$3M Whitehorse wharf complete
Construction of a major waterfront development in Whitehorse is now complete, but what comes next for the $3-million development is what matters most.
The new wharf is at the foot of Main Street in downtown Whitehorse, right in the middle of the city's tourist district.
It's 80 metres long, and once the landscaping is finished, its amphitheatre will hold 200 people.
Yukon Community Services Minister Elaine Taylor said she hopes it will become a venue for cultural events.
"The Whitehorse waterfront wharf is a major piece on the Whitehorse wharf, and of course it ties in very nicely with other cultural venues such as the Old Fire Hall to our right," Taylor said.
"Just behind us, we have the MacBride Museum that was recently expanded. And, of course, to our left we have the Roundhouse and then the Kwanlin Dun Cultural Centre."

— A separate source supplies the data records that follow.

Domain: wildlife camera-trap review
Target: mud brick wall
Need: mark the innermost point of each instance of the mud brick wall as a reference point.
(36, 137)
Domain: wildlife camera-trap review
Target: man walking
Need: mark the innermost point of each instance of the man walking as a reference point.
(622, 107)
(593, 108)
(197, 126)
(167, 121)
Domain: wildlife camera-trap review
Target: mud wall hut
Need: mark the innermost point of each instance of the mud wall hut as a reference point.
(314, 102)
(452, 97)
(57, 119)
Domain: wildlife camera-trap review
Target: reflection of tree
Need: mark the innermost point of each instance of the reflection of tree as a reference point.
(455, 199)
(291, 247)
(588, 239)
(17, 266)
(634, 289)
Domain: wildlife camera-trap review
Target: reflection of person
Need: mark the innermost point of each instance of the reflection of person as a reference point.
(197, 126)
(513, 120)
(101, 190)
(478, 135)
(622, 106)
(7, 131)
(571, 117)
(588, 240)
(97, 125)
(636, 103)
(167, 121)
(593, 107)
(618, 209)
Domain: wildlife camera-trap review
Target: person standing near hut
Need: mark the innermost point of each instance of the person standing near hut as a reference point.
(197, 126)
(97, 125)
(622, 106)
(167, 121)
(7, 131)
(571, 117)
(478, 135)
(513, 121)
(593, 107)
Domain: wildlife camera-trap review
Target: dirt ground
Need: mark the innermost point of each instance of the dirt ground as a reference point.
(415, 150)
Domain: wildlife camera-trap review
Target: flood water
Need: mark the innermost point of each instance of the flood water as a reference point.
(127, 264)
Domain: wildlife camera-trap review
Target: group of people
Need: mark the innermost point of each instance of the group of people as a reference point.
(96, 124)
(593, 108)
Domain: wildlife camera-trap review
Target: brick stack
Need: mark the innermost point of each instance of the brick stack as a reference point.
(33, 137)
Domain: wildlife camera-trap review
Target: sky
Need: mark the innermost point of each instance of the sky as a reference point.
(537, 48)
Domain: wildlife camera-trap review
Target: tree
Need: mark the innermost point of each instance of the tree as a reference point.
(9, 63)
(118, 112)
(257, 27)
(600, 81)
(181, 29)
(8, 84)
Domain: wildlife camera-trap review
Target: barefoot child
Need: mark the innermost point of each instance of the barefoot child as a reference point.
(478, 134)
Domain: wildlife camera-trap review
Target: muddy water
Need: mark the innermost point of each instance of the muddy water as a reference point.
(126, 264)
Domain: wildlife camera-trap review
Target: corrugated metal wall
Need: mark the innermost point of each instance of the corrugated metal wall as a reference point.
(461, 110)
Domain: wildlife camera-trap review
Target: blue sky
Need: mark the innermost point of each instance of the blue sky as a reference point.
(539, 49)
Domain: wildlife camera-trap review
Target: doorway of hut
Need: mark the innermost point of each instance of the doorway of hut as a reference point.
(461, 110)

The waterfront was a focal point of life in the city in the first half of the last century. The train station and riverboat docks were busy places as passengers and freight bound for the Klondike were loaded and offloaded.
The territorial government's project manager, Christine Lambert, said the wharf and other improvements have been 25 years in the making. She says she’s proud to be a part of it.
"I'm born and raised in Whitehorse. To be part of a project like this that is enriching our town with culture and history, and the ability to have an event right down on the waterfront in a historical place, it means a lot to me," she said.
Main Street businesspeople also see a lot of potential in the wharf.
Mary Jane Warshawski of the Main Street Yukon Society said lots of effort should be put into making it a busy place.
"This is the first, the ground step. Now with great hope the city, other proponents will be able to build on this and create something that's vibrant and alive, not big and empty," she said.
Warshawski said personally, she would like to see Vancouver's Granville Island used as a model for Whitehorse's waterfront activities.
Whatever it's actually used for, Warshawski said she wants the development to be a key part of the riverfront revitalization.